In the researchers’ framework, generated expression parameters — combined with geometry and pose parameters of the target person — inform the reconstruction of a three-dimensional face mesh with the same identity and head pose of the target but with lip movements that match source audio phonemes (perceptually distinct units of sound). A specialized component keeps audio-to-expression translation agnostic to the identity of the source audio, making the translation robust against variations in the voices of different people and source audio. And the system extracts features — landmarks — from the person’s mouth region to ensure each movement is precisely mapped, first by representing them as heatmaps and then by combining the heatmaps with frames in the source video and taking as input the heatmaps and frames to complete a mouth region.
The researchers say that in a study that tasked 100 volunteers with evaluating the realism of 168 video clips, half of which were synthesized by the system, synthesized videos were labeled as “real” 55% of the time compared with 70.1% of the time for the ground truth. They attribute this to their system’s superior ability to capture teeth and face texture details, as well as features like mouth corners and nasolabial folds (the indentation lines on either side of the mouth that extend from the edge of the nose to the mouth’s outer corners).
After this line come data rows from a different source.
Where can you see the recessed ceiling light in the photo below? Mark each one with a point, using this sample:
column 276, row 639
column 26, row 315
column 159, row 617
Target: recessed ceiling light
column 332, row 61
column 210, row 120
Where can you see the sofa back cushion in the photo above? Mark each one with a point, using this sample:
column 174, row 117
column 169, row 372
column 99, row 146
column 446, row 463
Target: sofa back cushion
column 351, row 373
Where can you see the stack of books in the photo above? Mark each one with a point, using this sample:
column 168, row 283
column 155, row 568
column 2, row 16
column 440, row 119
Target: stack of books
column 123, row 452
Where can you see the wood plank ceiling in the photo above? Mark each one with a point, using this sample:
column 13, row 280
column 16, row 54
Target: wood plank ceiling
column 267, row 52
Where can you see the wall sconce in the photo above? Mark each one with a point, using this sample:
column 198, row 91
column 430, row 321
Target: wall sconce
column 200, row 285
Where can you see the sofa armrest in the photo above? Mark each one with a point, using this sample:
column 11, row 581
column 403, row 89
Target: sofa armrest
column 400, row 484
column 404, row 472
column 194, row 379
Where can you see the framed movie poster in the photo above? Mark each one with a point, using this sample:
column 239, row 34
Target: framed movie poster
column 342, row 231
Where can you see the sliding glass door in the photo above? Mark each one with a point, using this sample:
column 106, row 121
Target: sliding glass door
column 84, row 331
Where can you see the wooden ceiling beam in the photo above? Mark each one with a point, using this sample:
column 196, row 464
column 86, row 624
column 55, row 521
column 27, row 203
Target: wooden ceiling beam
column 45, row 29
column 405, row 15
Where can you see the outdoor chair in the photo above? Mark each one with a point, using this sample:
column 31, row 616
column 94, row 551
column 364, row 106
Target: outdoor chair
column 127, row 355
The researchers acknowledge that their system could be misused or abused for “various malevolent purposes,” like media manipulation or the “dissemination of malicious propaganda.” As remedies, they suggest “safeguarding measures” and the enactment and enforcement of legislation to mandate edited videos be labeled as such. “Being at the forefront of developing creative and innovative technologies, we strive to develop methodologies to detect edited video as a countermeasure,” they wrote. “We also encourage the public to serve as sentinels in reporting any suspicious-looking videos to the [authorities]. Working in concert, we shall be able to promote cutting-edge and innovative technologies without compromising the personal interest of the general public.”
Unfortunately, those proposals seem unlikely to stem the flood of deepfakes generated by AI like the above-described. Amsterdam-based cybersecurity startup Deeptrace found 14,698 deepfake videos on the internet during its most recent tally in June and July, up from 7,964 last December — an 84% increase within only seven months. That’s troubling not only because deepfakes might be used to sway public opinion during, say, an election, or to implicate someone in a crime they didn’t commit, but because the technology has already generated pornographic material and swindled firms out of hundreds of millions of dollars.
In an attempt to fight deepfakes’ spread, Facebook — along with Amazon Web Services (AWS), Microsoft, the Partnership on AI, Microsoft, and academics from Cornell Tech, MIT, University of Oxford, UC Berkeley; University of Maryland, College Park; and State University of New York at Albany — are spearheading the Deepfake Detection Challenge, which was announced in September. The challenge’s subsequent launch in December came after the release of a large corpus of visual deepfakes produced in collaboration with Jigsaw, Google’s internal technology incubator, which was incorporated into a benchmark freely available to researchers for synthetic video detection system development. Earlier in the year, Google made public a data set of speech containing phrases spoken by the company’s text-to-speech models, as part of the AVspoof 2019 competition to develop systems that can distinguish between real and computer-generated speech.